Laporan Wartawan Tribunnews.com Rahmat W Nugraha
TRIBUNNEWS.COMz JAKARTA - Deputi Hukum Tim Pemenangan Nasional (TPN) Ganjar-Mahfud, Todung Mulya Lubis, menegaskan, bahwa ada missing link yang harus diluruskan terkait bantuan sosial (bansos) agar tidak diklaim sebagai kedermawanan pihak tertentu.
Hal itu, disampaikan Todung menanggapi pemberitaan media terkait pernyataannya yang seolah-olah mengindikasikan, TPN Ganjar-Mahfud meminta penyaluran bansos beras ditunda sampai Pemilu berakhir.
Baca juga: Ketua Banggar DPR Sebut Bansos Hak Rakyat, Pemerintah Hanya Menyalurkan
“Ada yang mempersoalkan pernyataan pers saya, beberapa waktu lalu, terkait penyaluran bansos. Dengan ini saya mengatakan, bahwa pemberitaan mengenai pernyataan saya itu dibuat di luar konteks sebenarnya. Ada missing link di situ. Melalui kesempatan ini, izinkan saya meluruskan isi pemberitaan agar dipahami oleh kita semua," kata Todung, dalam keterangan resmi di Jakarta, Rabu (3/1/2024).

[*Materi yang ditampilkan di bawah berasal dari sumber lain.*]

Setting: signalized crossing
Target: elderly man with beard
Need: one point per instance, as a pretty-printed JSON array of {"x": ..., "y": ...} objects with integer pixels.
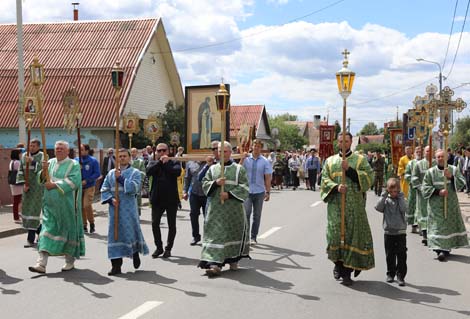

Todung menjelaskan, pernyataan yang dikutip tanpa menyertakan konteks dari konferensi pers yang dilakukan TPN Ganjar-Mahfud, pada 29 Desember 2024, di Media Center Cemara, Jakarta dapat menimbulkan salah persepsi di masyarakat, bahkan dipolitisasi pihak tertentu.
Adapun konferensi pers itu dilakukan TPN Ganjar-Mahfud untuk menyikapi beberapa isu yang muncul akhir-akhir ini, seperti kertas suara yang diedarkan secara dini di Taiwan, sinyalemen Mendagri Tito Karnavian mengenai kemungkinan ancaman penembakan terhadap Capres, politik uang, dan kriminalisasi yang terjadi pada proses Pemilu.
Baca juga: PDIP Komentari Pernyataan Zulhas soal Bansos: Sesuatu yang Tidak Manusiawi
Ada juga fenomena politik uang, ketika Gus Miftah di Pamekasan, Madura membagi-bagikan uang kepada santri, sementara ada yang mengangkat gambar Paslon 2, Prabowo-Gibran. Gus Miftah sudah membantah bahwa kegiatan bagi-bagi uang itu bukan kampanye.
Lalu, ada bagi-bagi beras dengan karung bergambar paslon tertentu, bagi-bagi amplop berisi uang dengan amplop paslon tertentu, dan lain-lain.
"Jadi, kami membahas tentang fenomena politik uang dalam berbagai bentuk yang marak terjadi, pada masa kampanye pemilihan presiden," ujar Todung.
Bukan Pemberian Presiden Jokowi
Selain itu, ditengarai juga ada peluang politisasi bansos yang bisa ditafsirkan sebagai menguntungkan paslon tertentu.
Hal itu, mengacu pada pernyataan Ketua Umum Partai Amanat Nasional (PAN) Zulkifli Hasan, yang menyebut bansos itu adalah kebijakan Presiden Jokowi, pemberian Presiden Jokowi, kedermawanan Presiden Jokowi. Karena itu, mereka yang mendengarkan pidato Zulkifli Hasan diminta untuk memilih Gibran pada Pilpres 2024.
"Apa yang dilakukan Zulkifli Hasan adalah politisasi bansos untuk kepentingan paslon tertentu. Dan, ini bukan saja salah. Jelas apa yang dilakukan oleh Zulkifli Hasan itu bisa disebut politically incorrect, politically wrong and politically unethical," tegas Todung.
Mengacu pada fenomena pembagian bansos, TPN Ganjar-Mahfud menyerukan agar penyaluran bansos jangan dipolitisasi, apalagi diklaim sebagai bentuk kebaikan hati Presiden Jokowi.
Bansos, kata Todung, merupakan program pemerintah yang diusulkan ke DPR RI, melalui pembahasan, dan disetujui DPR, kemudian disalurkan lewat Kementerian Sosial.